The troubled Broadway musical "Spider-Man: Turn Off the Dark" was plagued by its fourth accident since it began previews last month when an actor performing an aerial stunt fell about 30 feet, fire officials said.
Amid the fall-out over the latest incident (video below), Actors Equity Association said they would ensure the performances did not continue until appropriate safety measures were implemented. It also said that the cause of the accident appears to be "human error."
In a statement, the union said they are "working with management and the Department of Labor to ensure that performances will not resume until back-up safety measures are in place."
Later, a spokesman for the musical said the Spider-Man company had met with the union, the labor department and the city's Occupational Safety and Health Administration and determined that those safety "measures would be enacted immediately."
In the meantime, spokesman Rick Miramontez said Wednesday's matinee would be rescheduled, but the evening performance and all subsequent performances would proceed as planned.
Firefighters were called to the Foxwoods Theatre at about 10:45 p.m. Monday after the 31-year-old actor fell near the end of the latest preview performance. He was taken to Bellevue Hospital.
Police did not release the actor's name, but a performer in the show identified him as Christopher Tierney. The performer spoke on condition of anonymity because the performer was not authorized to speak publicly about the accident.
Christopher Tierney was listed in serious condition at Bellevue Hospital, officials said.
Tierney is the show's main aerialist and performs stunts for the roles of Spider-Man, and the villains Meeks and Kraven.
The cable to Tierney's harness snapped during a scene in which Spider-Man rescues his love interest, Mary Jane, the performer said. It was unclear if Tierney was properly harnessed when the cable snapped. The performer said the show's actors are responsible for hooking themselves up to harnesses used for aerial stunts.

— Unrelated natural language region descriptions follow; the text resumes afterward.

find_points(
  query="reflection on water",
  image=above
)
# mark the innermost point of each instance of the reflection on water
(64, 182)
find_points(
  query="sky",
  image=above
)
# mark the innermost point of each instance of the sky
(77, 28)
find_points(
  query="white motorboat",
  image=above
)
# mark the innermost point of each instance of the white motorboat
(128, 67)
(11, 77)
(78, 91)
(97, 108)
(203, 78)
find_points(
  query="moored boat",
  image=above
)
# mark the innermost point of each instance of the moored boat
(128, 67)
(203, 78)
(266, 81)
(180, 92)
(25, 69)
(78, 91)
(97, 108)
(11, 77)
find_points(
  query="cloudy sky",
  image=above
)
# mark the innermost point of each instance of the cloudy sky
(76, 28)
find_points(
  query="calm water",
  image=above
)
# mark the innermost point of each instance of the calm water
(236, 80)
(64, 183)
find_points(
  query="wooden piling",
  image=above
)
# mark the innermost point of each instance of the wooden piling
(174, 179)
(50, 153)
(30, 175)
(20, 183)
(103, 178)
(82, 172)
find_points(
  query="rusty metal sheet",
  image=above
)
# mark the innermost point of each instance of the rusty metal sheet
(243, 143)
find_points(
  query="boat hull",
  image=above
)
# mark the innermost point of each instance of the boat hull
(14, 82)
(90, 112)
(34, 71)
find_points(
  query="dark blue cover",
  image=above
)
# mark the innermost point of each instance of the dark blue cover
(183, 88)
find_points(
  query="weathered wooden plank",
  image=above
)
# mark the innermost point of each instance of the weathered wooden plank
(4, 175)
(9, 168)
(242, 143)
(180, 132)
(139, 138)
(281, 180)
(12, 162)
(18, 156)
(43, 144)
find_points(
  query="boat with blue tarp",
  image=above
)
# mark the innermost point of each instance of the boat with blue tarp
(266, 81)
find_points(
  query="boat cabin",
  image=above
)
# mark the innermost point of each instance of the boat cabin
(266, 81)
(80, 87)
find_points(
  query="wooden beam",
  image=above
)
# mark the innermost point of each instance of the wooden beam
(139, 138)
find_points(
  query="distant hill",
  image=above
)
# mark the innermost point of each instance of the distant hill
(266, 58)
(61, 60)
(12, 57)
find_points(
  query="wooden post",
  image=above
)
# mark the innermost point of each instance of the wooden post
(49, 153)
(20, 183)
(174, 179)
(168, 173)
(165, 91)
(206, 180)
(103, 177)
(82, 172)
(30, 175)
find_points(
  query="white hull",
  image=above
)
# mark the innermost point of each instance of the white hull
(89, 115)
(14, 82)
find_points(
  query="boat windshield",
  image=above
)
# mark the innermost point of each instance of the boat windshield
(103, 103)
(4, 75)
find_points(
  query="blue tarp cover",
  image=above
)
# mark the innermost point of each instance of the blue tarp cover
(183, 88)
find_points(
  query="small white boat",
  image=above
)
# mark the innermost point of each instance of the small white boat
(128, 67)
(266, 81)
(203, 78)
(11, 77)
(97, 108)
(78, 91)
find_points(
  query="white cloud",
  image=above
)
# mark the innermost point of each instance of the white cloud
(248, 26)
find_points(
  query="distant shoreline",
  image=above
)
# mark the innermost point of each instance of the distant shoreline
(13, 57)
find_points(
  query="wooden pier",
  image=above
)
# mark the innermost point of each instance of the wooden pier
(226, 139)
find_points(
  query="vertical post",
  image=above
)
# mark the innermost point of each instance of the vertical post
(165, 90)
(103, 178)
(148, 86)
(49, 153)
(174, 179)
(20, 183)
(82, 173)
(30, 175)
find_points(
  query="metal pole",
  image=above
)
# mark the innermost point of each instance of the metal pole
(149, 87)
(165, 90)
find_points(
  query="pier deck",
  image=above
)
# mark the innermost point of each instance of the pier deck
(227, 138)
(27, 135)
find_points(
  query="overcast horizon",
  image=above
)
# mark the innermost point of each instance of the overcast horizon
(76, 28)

Actress Natalie Mendoza, who plays Spider-Man's evil love interest Arachne and herself was injured during the show's first preview last month, posted a Twitter message asking people to pray for the actor.
"Please pray with me for my friend Chris, my superhero who quietly inspires me everyday with his spirit. A light in my heart went dim tonight."

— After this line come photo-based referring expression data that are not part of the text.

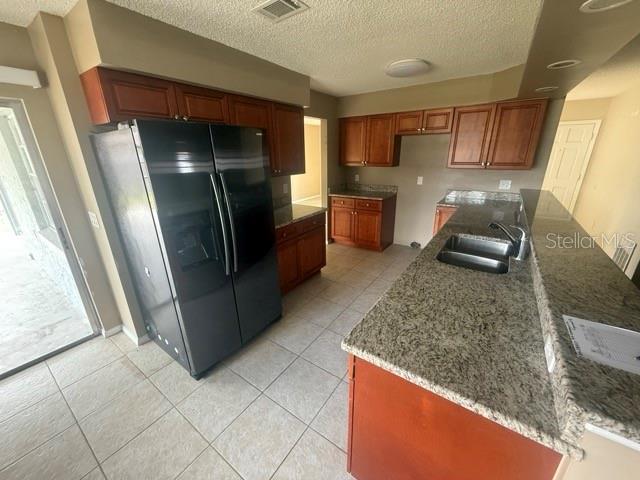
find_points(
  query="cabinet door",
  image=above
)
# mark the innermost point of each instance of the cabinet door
(368, 225)
(443, 214)
(471, 132)
(197, 103)
(342, 224)
(288, 266)
(312, 252)
(288, 139)
(353, 133)
(516, 132)
(409, 123)
(438, 120)
(115, 96)
(381, 141)
(250, 112)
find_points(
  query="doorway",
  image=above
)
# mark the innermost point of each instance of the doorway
(44, 302)
(569, 159)
(307, 188)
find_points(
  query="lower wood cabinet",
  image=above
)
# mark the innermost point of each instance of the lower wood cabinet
(398, 430)
(443, 214)
(301, 251)
(363, 223)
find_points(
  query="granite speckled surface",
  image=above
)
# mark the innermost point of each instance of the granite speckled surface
(585, 283)
(471, 337)
(294, 213)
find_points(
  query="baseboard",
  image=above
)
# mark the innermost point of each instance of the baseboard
(112, 331)
(134, 338)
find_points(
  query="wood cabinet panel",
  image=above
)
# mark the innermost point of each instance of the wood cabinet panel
(381, 148)
(399, 430)
(516, 133)
(196, 103)
(443, 214)
(353, 131)
(288, 266)
(288, 138)
(470, 137)
(115, 96)
(367, 228)
(342, 224)
(409, 123)
(438, 120)
(312, 252)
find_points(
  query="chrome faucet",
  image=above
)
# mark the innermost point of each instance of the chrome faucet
(520, 245)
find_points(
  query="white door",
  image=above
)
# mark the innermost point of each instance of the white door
(569, 159)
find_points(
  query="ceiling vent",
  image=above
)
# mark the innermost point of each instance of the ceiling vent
(277, 10)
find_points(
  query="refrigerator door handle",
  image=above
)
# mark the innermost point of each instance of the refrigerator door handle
(227, 260)
(233, 227)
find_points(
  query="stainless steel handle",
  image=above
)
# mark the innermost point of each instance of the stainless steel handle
(233, 228)
(227, 260)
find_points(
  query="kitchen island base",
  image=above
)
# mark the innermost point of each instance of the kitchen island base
(399, 430)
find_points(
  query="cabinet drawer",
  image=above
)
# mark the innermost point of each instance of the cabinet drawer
(287, 232)
(375, 205)
(342, 202)
(311, 223)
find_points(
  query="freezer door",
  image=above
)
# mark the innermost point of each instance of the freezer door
(172, 144)
(242, 170)
(199, 257)
(125, 185)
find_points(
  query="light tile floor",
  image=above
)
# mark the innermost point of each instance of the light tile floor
(275, 410)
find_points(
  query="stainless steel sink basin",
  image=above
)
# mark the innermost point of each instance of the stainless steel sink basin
(476, 253)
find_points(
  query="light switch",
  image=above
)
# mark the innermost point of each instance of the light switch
(94, 219)
(504, 185)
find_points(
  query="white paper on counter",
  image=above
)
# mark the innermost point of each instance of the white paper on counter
(612, 346)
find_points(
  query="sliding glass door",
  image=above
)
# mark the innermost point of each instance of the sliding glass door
(44, 301)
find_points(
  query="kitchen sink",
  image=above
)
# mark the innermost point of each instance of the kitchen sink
(476, 253)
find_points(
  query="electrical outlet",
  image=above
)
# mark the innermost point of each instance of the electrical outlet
(504, 185)
(94, 219)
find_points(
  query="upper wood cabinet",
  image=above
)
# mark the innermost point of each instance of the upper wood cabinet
(288, 139)
(353, 134)
(423, 122)
(409, 123)
(471, 133)
(516, 132)
(382, 146)
(114, 96)
(437, 121)
(196, 103)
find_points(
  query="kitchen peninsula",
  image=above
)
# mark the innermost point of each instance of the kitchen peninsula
(448, 372)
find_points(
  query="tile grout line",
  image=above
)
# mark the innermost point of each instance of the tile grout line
(78, 425)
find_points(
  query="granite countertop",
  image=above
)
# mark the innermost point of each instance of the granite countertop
(368, 194)
(474, 338)
(294, 213)
(585, 283)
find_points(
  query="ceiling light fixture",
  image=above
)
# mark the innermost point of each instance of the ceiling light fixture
(409, 67)
(597, 6)
(563, 64)
(546, 89)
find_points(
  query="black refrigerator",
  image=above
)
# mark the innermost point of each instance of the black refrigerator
(193, 208)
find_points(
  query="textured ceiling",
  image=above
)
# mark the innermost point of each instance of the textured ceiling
(344, 45)
(620, 73)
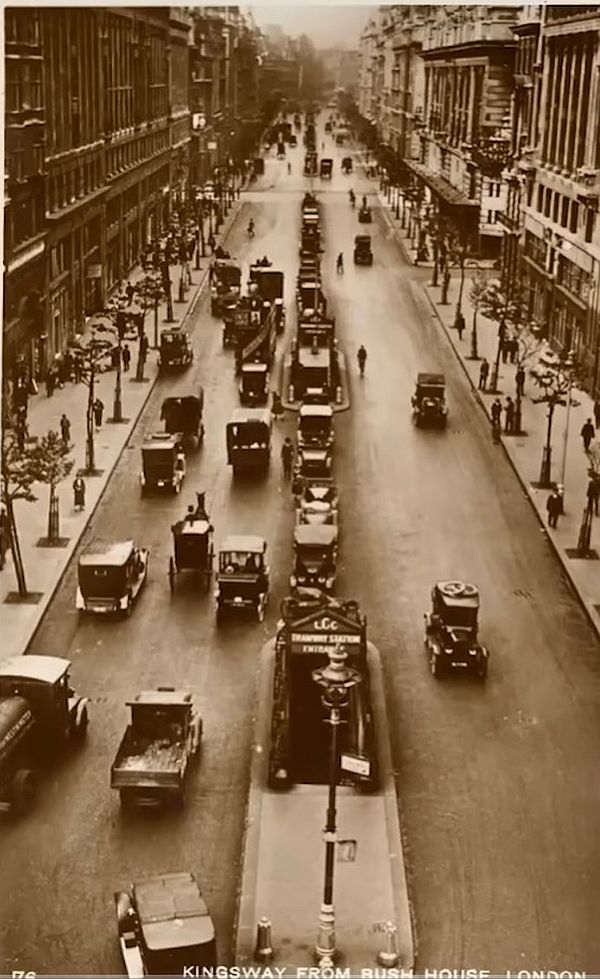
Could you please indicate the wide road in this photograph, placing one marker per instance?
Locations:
(498, 783)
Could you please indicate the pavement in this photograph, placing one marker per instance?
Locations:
(524, 451)
(45, 565)
(284, 856)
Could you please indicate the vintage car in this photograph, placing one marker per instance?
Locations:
(164, 927)
(362, 250)
(183, 417)
(428, 401)
(316, 501)
(315, 556)
(315, 426)
(243, 575)
(162, 739)
(225, 279)
(175, 349)
(163, 463)
(193, 548)
(314, 462)
(270, 285)
(326, 168)
(249, 440)
(110, 576)
(451, 630)
(40, 715)
(254, 384)
(310, 164)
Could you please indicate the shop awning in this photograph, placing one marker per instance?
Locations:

Rick Miramontez, a spokesman for the production, said the fall happened about seven minutes before the end of the performance, and the show was stopped.

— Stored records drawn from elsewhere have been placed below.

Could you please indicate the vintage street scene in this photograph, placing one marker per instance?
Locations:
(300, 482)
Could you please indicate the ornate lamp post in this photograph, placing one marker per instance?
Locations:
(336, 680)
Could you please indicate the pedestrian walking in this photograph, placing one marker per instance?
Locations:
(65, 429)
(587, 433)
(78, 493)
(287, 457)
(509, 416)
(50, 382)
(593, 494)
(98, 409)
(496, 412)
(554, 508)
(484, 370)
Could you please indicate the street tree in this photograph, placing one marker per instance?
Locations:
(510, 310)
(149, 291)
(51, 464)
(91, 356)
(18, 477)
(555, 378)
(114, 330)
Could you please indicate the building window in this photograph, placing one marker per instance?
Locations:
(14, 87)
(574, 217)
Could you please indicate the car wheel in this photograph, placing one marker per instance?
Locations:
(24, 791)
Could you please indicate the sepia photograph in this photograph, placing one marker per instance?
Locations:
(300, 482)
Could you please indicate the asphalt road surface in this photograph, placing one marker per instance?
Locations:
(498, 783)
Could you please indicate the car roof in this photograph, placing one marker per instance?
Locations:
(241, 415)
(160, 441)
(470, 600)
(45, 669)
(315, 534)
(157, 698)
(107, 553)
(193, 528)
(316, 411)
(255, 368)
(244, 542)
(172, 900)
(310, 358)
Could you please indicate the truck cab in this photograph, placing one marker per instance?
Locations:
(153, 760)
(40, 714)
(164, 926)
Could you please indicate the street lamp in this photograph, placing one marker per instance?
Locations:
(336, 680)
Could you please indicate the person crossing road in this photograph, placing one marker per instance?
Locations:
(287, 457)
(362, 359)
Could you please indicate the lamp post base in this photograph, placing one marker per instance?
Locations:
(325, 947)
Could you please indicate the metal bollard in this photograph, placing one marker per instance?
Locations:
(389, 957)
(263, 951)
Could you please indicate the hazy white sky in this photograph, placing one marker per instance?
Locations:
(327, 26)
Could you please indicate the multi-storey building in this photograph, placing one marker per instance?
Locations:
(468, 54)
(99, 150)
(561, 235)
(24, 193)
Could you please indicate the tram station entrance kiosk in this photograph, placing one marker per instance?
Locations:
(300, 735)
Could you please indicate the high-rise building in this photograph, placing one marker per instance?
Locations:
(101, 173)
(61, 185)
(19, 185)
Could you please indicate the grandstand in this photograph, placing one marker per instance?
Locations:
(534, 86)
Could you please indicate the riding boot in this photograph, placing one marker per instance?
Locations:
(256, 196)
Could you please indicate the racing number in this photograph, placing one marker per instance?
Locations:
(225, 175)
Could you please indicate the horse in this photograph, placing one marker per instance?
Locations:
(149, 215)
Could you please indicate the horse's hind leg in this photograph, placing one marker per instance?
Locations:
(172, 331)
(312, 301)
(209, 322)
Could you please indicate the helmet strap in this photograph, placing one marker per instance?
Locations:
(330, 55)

"All signs were good as he was taken to the hospital for observation," Miramontez said.
On Friday, the show's lead producer Michael Cohl delayed the show's official opening for the second time, pushing it back 27 days, from Jan. 11 to Feb. 7.
In a statement that day, Cohl said, "The creative team is implementing truly exciting changes throughout the preview process. Due to some unforeseeable setbacks, most notably the injury of a principal cast member, it has become clear that we need to give the team more time to fully execute their vision."
The $65 million musical was conceived by Tony Award-winning director and co-writer Julie Taymor and U2's Bono and The Edge, who wrote the music. More than eight years in the making, delays and money woes have plagued the show's launch. Three other accidents have injured actors, including one who had both his wrists broken while practicing an aerial stunt.
The show's massive costs - a 41-member cast, 18 orchestra members, complicated sets and 27 daring aerial stunts, including a battle between two characters over the audience - mean the 1,928-seat theater will have to virtually sell out every show for several years just to break even. The weekly running bill has been put as high as $1 million. (Tickets are priced from $67.50-$135 for weekday performances and $67.50-$140 for weekend performances.)
The first preview on Nov. 28 did not go well. The musical had to be halted five times because of technical glitches and Mendoza was hit in the head by a rope and suffered a concussion. Her injury would eventually keep her sidelined for two weeks.
The show - whose costs easily dwarf Broadway's last costliest show, the $25 million "Shrek The Musical" - may be about a comic-book hero, but it has now itself become easy fodder for comics, with both Conan O'Brien and "Saturday Night Live" spoofing it.